Por Redação Diário Local
As cirurgias cardíacas pediátricas na Santa Casa foram paralisadas no início de setembro devido ao déficit de profissionais na equipe médica da instituição. Com a interrupção dos procedimentos, quatro crianças aguardam na unidade para a realização das operações.
A suspensão das atividades especializadas impacta diretamente o atendimento de pacientes infantis que necessitam de intervenções urgentes no coração. A falta de médicos suficientes para compor o quadro de plantão e de cirurgiões é o que motivou a pausa nos protocolos cirúrgicos.
No momento, a lista de espera conta com quatro crianças que dependem da normalização do quadro de funcionários para serem operadas. A situação coloca em risco o cronograma de tratamentos planejados pela unidade de saúde.

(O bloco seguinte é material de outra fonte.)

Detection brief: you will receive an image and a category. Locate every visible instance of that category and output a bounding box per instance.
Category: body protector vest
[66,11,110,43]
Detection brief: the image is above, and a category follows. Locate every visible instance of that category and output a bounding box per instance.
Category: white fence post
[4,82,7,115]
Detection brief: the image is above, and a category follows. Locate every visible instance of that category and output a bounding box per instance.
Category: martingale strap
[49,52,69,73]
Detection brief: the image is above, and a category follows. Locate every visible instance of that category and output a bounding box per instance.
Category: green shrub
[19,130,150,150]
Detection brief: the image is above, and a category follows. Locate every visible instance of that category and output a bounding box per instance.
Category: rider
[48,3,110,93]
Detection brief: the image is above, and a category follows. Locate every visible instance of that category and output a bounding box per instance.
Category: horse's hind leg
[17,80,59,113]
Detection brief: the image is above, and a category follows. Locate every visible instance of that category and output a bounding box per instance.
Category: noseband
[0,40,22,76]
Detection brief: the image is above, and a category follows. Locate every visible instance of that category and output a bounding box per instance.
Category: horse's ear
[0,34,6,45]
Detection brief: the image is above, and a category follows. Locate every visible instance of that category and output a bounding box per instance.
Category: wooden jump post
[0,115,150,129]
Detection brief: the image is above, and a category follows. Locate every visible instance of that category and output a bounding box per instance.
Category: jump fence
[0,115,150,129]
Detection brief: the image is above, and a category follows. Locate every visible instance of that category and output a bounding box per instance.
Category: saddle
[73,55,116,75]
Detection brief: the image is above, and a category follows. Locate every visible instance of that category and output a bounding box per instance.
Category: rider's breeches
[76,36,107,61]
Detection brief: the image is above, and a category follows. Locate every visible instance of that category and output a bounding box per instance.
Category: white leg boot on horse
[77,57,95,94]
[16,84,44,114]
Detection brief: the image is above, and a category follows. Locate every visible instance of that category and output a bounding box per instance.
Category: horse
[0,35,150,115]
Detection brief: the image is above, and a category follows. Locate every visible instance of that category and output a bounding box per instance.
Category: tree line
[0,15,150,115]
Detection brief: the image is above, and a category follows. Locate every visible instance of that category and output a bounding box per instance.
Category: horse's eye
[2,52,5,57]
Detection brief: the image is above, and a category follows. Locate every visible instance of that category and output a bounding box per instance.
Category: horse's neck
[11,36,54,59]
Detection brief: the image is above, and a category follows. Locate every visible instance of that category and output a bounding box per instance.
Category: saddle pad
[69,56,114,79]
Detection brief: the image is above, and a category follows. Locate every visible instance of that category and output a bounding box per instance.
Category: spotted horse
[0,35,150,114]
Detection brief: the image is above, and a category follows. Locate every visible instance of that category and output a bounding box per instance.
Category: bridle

A interrupção, confirmada desde o começo deste mês, interrompeu o fluxo de cirurgias que vinham sendo realizadas regularmente na unidade. A instituição enfrenta dificuldades para suprir a demanda técnica exigida pelo setor de cardiologia pediátrica.
A falta de profissionais especializados é a causa direta da paralisação, impedindo que a Santa Casa mantenha o ritmo de atendimentos previstos. A administração da unidade lida com a escassez de recursos humanos para garantir a segurança dos procedimentos.
A situação das quatro crianças que aguardam na fila reflete o cenário de desassistência gerado pelo déficit médico. O quadro de espera é monitorado, mas as cirurgias seguem sem previsão de retomada imediata até que o quadro de pessoal seja recomposto.
O impacto da paralisação estende-se à gestão de leitos e ao planejamento de novas internações para casos cardíacos pediátricos. A ausência de equipe técnica completa inviabiliza a manutenção da estrutura cirúrgica para esse público específico.
A normalização dos procedimentos depende da contratação ou remanejamento de profissionais para preencher as lacunas deixadas na equipe de cardiologia. Até que o déficit seja solucionado, as cirurgias cardíacas para crianças permanecem suspensas na unidade.